Advanced manufacturing involves complex autonomous and robotic systems and monitoring them or the product for possible anomalies are of utmost importance to ensure quality of products as well as the accuracy and safety of the system. While some of the anomalies can be delay-tolerant, the critical anomalies need real-time detection and mitigation, e.g., irregular motion of a robot or sudden presence of an obstacle in the robot’s pathway. Timely detection of these anomalies is essential. Anomaly detection in the products is also required for quality control and early detection can save from costly product losses.
Although fixed camera-based machine vision system can be used for monitoring, it has limited field of view and not flexible in terms of adaptively focusing on the area of anomaly. Further, large machinery or other obstructions could also potentially create blind spots for fixed cameras, thus it can miss important sections of the view. Drones, on the other hand, can fly above the target areas, adjusting their position based on the detected events or cues. They can also maneuver around obstacles, providing views from multiple angles, ensuring no blind spots. Drones can also equip with other sensors, e.g., thermal, chemical for non-visual monitoring, thus can provide a compact integrated system for inspection and monitoring the advanced manufacturing systems. However, there is significant challenge for drones to operate in the indoor spaces in industrial environments in terms of indoor localization and safe operations. This project aims at developing a lightweight drone-based inspection and monitoring system for Industrial IoT by solving those challenges.
Figure 1. AIMSLab’s indoor fully netted drone flying facility with Opti-track motion capture system and multiple advanced drones of different sizes
Research Objectives: The objective of this project is to develop a drone-based Inspection and monitoring system that can carry multiple sensors, e.g., depth sensing and thermal imaging cameras, localization sensors etc. and, also can have onboard computing capacity for executing anomaly detection algorithms in real-time while also running its own autonomous navigation and collision avoidance algorithms. Figure 1 shows the facilities in the AIMSLab at LARRI at UofL which will be used for this project. We will start with a small drone (Crazyflie with a small visual camera) and the Optitrack motion capture system for indoor localization. If we have time, we can try a more capable drone with thermal camera to extend the capabilities.
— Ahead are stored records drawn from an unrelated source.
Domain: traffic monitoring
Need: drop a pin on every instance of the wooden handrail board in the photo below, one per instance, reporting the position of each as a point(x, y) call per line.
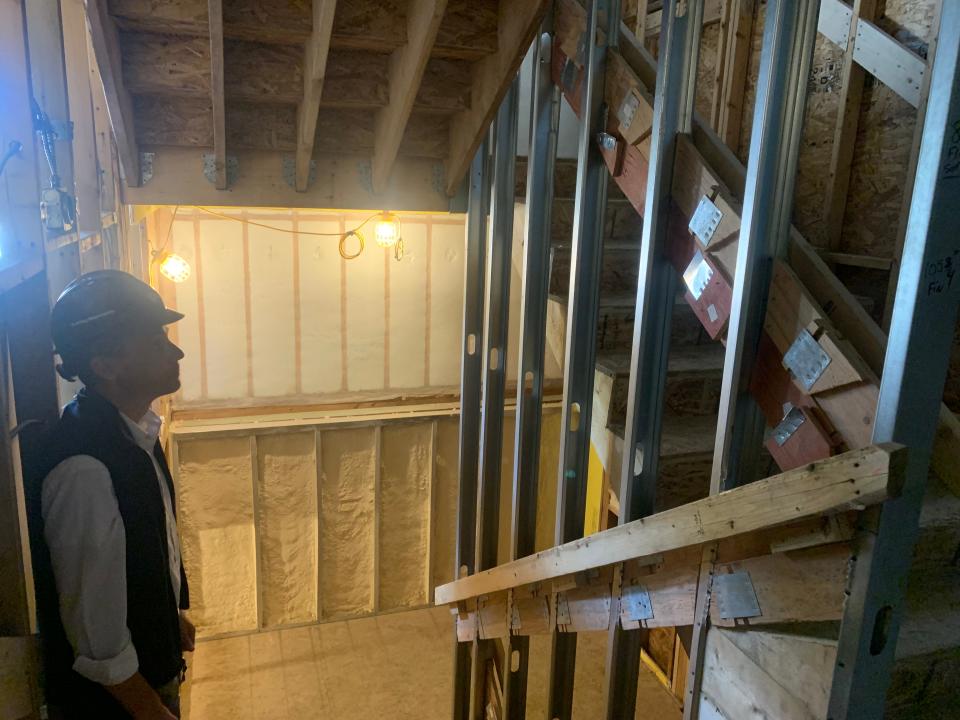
point(852, 480)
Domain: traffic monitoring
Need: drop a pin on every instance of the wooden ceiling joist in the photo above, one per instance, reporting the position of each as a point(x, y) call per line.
point(217, 98)
point(517, 24)
point(407, 66)
point(315, 66)
point(468, 30)
point(106, 48)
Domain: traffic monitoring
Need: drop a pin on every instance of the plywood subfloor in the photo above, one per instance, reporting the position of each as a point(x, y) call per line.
point(397, 666)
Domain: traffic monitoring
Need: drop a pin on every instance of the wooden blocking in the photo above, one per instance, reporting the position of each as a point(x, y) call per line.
point(791, 310)
point(586, 606)
point(627, 100)
point(671, 586)
point(466, 615)
point(633, 172)
point(531, 611)
point(693, 179)
point(492, 620)
point(712, 307)
point(773, 388)
point(776, 581)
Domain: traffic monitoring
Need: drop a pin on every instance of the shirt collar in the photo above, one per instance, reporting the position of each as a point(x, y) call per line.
point(146, 431)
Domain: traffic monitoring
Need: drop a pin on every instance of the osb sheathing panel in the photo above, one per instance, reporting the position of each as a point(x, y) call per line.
point(446, 488)
point(215, 498)
point(287, 518)
point(884, 141)
point(406, 459)
point(348, 461)
point(394, 666)
point(653, 699)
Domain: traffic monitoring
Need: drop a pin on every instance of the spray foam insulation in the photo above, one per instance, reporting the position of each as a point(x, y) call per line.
point(319, 265)
point(215, 497)
point(406, 459)
point(395, 666)
point(654, 700)
point(348, 462)
point(287, 519)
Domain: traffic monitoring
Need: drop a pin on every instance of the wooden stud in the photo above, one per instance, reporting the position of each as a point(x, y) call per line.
point(377, 476)
point(733, 55)
point(318, 457)
point(255, 486)
point(215, 11)
point(857, 478)
point(845, 134)
point(106, 48)
point(314, 70)
point(406, 71)
point(516, 26)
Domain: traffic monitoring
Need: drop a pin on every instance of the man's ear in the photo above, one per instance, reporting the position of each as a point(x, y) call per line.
point(103, 367)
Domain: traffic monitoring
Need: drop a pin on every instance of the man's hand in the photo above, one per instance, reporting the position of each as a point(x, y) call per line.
point(188, 634)
point(139, 699)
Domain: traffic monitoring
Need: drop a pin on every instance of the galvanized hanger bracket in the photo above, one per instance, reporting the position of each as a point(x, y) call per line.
point(288, 167)
point(210, 168)
point(736, 597)
point(705, 221)
point(806, 360)
point(146, 167)
point(697, 275)
point(635, 603)
point(793, 418)
point(563, 610)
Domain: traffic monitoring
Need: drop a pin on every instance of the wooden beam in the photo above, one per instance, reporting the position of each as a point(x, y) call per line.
point(854, 479)
point(314, 72)
point(516, 27)
point(733, 55)
point(217, 100)
point(406, 71)
point(343, 181)
point(106, 48)
point(848, 120)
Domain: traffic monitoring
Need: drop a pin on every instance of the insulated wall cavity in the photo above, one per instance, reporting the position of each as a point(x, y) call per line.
point(215, 498)
point(287, 520)
point(404, 517)
point(347, 483)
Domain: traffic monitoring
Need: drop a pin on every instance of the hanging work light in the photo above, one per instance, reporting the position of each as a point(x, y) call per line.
point(174, 268)
point(387, 230)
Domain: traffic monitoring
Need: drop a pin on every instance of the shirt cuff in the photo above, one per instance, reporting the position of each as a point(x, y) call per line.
point(109, 671)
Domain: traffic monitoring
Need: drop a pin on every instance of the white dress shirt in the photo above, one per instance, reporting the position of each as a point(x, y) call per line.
point(87, 541)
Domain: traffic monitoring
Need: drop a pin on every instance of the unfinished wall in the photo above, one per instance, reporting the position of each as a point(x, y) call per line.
point(654, 700)
point(348, 481)
point(215, 499)
point(287, 522)
point(405, 512)
point(394, 666)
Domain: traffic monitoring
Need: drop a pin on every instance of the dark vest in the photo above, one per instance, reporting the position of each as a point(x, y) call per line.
point(92, 426)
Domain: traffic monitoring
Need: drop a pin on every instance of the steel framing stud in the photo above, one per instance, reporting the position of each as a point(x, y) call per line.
point(914, 372)
point(545, 119)
point(789, 33)
point(790, 29)
point(470, 391)
point(581, 339)
point(673, 114)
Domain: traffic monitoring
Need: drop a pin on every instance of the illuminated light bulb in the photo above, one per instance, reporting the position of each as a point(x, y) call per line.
point(174, 268)
point(387, 230)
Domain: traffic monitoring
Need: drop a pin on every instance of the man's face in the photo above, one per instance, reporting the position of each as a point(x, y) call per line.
point(146, 363)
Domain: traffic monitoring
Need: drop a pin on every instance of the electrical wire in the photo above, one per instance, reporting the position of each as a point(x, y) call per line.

Research Plan: (1) Building the integrated drone system, integrate the optitrack based indoor localization for autonomous or planned navigation in the indoor environment, (2) Use previously developed Deep learning based Anomaly detection algorithms to detect certain anomaly, along with drones autonomous navigation algorithm (3) Create a real-time demonstration of the system , (4) Subject to the available time, make the system more efficient by lightweight AI models and more capable by using a bigger drone with more sensors.
REU Student Outcomes: This project fits a student with coding skills (e.g., computer science, AI experience, if any, is a plus), along with a bit of hands-on hardware integration skills. The REU student will gain hands-on experience in drone technology (hardware and software) as well as learn usage of computer vision and other algorithms. Student will be supervised by Dr. Sabur Baidya (Computer Science and Engineering) and participate in writing conference and/or journal papers.